Creon's opening oration
Men, after much tossing of our ship of state,
the gods have safely set things right again.
Of all the citizens I’ve summoned you,
because I know how well you showed respect
for the eternal power of the throne,
first with Laius and again with Oedipus,
once he restored our city. When he died,
you stood by his children, firm in loyalty.
Now his sons have perished in a single day,
killing each other with their own two hands,
a double slaughter, stained with brother’s blood.

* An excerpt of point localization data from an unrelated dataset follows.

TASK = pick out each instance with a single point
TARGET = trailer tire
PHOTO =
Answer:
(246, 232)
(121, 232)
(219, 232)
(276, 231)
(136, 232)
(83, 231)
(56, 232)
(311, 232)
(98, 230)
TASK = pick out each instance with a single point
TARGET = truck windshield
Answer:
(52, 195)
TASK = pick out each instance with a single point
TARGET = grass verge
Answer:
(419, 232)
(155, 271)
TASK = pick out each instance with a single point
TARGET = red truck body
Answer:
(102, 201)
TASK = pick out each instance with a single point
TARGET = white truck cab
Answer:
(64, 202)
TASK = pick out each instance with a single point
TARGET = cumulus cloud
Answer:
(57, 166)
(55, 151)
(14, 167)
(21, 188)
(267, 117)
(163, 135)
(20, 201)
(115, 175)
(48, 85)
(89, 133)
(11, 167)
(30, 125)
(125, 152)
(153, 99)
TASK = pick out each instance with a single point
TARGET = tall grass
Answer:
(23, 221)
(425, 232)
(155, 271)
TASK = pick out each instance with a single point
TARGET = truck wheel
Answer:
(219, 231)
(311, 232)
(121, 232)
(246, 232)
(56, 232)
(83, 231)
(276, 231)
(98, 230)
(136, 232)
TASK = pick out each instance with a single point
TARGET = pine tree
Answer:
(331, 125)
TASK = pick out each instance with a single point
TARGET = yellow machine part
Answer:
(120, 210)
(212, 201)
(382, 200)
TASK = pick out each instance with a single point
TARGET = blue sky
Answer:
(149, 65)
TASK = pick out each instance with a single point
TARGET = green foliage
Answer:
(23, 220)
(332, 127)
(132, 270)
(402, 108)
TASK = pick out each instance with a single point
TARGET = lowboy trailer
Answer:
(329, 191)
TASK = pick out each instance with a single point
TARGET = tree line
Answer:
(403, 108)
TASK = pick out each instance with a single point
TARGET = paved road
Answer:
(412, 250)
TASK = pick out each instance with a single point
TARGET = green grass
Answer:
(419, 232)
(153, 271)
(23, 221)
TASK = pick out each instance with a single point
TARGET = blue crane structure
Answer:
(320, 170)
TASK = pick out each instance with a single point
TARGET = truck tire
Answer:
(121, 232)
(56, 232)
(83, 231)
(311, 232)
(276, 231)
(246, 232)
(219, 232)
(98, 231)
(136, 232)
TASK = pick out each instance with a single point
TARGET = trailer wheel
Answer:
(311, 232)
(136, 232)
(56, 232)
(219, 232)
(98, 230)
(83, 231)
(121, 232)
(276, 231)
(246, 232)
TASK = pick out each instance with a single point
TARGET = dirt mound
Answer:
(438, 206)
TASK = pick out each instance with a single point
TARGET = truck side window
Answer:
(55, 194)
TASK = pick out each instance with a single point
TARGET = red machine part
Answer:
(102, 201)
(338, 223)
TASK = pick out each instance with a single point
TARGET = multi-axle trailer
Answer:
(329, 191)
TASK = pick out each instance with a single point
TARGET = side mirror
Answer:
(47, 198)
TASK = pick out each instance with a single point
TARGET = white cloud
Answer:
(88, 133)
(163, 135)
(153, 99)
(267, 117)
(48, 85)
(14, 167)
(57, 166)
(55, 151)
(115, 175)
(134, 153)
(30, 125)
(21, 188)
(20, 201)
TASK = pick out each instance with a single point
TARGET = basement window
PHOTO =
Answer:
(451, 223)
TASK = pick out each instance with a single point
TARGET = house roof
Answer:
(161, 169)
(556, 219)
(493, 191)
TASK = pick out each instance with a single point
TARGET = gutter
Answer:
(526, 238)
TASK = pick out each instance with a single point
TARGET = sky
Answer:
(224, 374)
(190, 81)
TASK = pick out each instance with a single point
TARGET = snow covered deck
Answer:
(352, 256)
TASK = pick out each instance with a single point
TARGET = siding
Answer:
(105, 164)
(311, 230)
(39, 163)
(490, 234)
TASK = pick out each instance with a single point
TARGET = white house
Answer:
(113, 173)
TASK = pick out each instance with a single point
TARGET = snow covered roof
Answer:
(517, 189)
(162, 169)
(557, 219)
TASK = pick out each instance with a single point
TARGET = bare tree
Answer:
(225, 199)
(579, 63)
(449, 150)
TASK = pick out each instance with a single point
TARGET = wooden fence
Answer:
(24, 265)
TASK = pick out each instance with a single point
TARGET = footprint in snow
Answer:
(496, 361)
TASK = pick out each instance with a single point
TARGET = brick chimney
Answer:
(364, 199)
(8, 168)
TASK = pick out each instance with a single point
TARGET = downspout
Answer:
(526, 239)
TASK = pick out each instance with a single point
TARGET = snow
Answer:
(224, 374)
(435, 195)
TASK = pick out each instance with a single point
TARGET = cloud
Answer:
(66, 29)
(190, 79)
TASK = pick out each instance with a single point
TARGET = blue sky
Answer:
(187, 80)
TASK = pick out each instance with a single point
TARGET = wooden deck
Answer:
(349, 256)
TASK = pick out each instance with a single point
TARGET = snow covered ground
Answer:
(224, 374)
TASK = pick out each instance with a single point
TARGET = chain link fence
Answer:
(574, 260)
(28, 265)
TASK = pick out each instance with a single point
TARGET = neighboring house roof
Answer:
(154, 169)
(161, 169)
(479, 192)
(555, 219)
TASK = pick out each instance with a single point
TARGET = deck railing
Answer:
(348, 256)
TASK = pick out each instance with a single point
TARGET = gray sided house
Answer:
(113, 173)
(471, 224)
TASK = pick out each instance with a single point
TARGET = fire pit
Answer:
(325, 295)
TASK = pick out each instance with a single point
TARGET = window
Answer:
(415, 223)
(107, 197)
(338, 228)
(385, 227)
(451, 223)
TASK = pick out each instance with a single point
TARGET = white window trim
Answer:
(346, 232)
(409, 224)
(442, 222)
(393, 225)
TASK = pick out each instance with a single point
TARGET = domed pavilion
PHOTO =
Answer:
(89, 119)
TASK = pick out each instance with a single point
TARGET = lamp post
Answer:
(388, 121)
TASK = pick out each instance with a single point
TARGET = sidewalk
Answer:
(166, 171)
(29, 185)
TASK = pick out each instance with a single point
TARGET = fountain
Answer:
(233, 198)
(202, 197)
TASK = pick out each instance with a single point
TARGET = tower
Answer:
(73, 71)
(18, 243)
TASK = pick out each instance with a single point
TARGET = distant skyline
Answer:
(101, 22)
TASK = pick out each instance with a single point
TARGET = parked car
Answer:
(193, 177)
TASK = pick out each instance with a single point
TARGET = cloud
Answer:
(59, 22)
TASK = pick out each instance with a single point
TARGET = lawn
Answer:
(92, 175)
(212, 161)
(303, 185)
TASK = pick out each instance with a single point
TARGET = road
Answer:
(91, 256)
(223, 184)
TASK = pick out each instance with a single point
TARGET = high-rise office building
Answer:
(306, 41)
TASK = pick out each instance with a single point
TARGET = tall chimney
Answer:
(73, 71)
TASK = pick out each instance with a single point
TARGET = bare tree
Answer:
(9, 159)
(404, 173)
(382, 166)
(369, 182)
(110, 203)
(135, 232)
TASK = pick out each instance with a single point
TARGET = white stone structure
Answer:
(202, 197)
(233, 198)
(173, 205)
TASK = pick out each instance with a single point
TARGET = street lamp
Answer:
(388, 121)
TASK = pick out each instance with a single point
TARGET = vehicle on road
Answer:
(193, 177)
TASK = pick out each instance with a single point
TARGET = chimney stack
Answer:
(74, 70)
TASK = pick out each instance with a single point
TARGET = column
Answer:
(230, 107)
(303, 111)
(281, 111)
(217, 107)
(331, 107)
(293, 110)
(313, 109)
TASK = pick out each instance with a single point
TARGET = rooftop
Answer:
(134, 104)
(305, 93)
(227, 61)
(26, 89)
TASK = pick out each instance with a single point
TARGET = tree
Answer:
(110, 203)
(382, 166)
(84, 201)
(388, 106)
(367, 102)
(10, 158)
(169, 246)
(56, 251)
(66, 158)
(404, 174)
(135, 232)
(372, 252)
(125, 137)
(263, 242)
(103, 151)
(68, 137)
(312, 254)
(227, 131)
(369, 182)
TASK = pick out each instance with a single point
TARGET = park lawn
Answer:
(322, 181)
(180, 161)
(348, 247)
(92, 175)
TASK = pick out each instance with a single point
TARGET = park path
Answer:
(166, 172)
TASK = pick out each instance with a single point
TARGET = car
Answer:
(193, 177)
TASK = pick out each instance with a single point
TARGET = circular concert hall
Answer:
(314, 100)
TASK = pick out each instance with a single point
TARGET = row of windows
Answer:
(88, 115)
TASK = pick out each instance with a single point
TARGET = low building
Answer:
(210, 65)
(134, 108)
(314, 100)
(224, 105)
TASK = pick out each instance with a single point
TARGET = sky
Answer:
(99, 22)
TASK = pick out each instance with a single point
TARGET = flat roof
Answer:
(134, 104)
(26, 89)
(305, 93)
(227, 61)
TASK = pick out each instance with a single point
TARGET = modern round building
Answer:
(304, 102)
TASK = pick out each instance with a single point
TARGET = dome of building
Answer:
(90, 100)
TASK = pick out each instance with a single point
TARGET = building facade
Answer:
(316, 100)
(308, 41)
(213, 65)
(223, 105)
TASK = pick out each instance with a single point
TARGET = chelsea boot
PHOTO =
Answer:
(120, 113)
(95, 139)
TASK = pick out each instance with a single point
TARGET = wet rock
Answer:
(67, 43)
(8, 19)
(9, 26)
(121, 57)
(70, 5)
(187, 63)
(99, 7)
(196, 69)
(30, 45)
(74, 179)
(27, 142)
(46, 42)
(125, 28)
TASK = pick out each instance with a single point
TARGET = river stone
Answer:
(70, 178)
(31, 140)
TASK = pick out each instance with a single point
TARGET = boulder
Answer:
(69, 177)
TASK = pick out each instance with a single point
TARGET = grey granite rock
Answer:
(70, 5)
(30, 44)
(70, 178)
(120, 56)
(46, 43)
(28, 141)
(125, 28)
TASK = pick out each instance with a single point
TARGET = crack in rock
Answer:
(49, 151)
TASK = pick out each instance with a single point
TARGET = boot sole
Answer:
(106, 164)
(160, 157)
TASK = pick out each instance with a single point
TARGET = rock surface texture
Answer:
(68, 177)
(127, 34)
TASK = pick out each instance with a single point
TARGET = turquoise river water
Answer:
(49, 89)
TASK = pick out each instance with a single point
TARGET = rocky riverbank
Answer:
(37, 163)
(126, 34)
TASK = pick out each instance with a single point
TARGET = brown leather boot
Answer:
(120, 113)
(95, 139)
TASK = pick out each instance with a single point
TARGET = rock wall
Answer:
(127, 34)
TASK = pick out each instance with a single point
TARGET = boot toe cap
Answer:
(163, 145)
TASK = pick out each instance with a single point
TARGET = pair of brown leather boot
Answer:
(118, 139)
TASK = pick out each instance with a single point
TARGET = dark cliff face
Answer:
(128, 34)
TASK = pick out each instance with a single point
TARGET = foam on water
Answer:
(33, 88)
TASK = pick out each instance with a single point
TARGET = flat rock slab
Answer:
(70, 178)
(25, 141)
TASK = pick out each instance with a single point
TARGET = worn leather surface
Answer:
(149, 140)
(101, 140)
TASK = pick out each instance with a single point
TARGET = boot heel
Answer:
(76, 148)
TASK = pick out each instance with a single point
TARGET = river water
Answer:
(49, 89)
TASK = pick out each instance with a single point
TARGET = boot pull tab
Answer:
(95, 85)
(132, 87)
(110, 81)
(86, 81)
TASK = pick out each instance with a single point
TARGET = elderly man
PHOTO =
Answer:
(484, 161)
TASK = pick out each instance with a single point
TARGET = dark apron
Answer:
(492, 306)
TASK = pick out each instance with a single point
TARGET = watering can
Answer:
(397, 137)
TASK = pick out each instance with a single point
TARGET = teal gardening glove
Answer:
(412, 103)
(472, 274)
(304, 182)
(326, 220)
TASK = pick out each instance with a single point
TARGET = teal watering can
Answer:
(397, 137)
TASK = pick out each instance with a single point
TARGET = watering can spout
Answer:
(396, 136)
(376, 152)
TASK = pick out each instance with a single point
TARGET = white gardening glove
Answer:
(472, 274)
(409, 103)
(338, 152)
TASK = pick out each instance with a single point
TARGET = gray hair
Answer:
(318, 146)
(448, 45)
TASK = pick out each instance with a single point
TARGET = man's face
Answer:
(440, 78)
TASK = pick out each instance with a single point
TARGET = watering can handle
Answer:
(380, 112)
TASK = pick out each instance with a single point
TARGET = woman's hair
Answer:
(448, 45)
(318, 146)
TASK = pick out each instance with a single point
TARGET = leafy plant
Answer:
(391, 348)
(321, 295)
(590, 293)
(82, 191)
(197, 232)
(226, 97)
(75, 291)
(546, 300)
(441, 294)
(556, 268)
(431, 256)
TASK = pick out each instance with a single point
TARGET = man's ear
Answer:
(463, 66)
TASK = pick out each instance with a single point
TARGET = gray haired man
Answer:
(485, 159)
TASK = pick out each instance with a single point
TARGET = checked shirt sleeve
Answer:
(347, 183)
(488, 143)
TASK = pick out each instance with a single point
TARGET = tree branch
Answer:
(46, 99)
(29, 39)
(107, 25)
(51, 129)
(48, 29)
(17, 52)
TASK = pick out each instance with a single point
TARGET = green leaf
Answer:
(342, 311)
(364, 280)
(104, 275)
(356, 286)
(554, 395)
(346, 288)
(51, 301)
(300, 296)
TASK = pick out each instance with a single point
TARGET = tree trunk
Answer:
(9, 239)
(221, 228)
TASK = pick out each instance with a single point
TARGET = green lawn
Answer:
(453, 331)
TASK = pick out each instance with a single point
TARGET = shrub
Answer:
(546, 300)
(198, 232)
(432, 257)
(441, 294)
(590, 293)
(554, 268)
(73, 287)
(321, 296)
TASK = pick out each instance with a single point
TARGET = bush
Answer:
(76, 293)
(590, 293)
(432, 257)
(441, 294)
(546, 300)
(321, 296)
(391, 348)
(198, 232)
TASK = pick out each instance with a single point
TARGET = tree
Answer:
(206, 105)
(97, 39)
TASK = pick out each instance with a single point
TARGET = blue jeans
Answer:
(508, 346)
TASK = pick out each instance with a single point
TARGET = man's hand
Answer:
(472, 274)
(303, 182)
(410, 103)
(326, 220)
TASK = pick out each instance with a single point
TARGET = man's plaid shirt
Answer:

And so I have the throne, all royal power,
for I’m the one most closely linked by blood
to those who have been killed.
to really know a man, to know his soul,
his mind and will, before one witnesses
his skill in governing and making laws.
For me, a man who rules the entire state
and does not take the best advice there is,
but through fear keeps his mouth forever shut,
such a man is the very worst of men—
and always will be. And a man who thinks
more highly of a friend than of his country,
well, he means nothing to me. Let Zeus know,
the god who always watches everything,
I would not stay silent if I saw disaster
moving here against the citizens,
a threat to their security. For anyone
who acts against the state, its enemy,
I’d never make my friend. For I know well
our country is a ship which keeps us safe,
and only when it sails its proper course
do we make friends.
These are the principles
I’ll use in order to protect our state.
That’s why I’ve announced to all citizens
my orders for the sons of Oedipus—
Eteocles, who perished in the fight
to save our city, the best and bravest
of our spearmen, will have his burial,
with all those purifying rituals
which accompany the noblest corpses,
as they move below. As for his brother—
that Polyneices, who returned from exile,
eager to wipe out in all-consuming fire
his ancestral city and its native gods,
keen to seize upon his family’s blood
and lead men into slavery—for him,
the proclamation in the state declares
he’ll have no burial mound, no funeral rites,
and no lament. He’ll be left unburied,
his body there for birds and dogs to eat,
a clear reminder of his shameful fate.
That’s my decision. For I’ll never act
to respect an evil man with honours
in preference to a man who’s acted well.
Anyone who’s well disposed towards our state,
alive or dead, that man I will respect.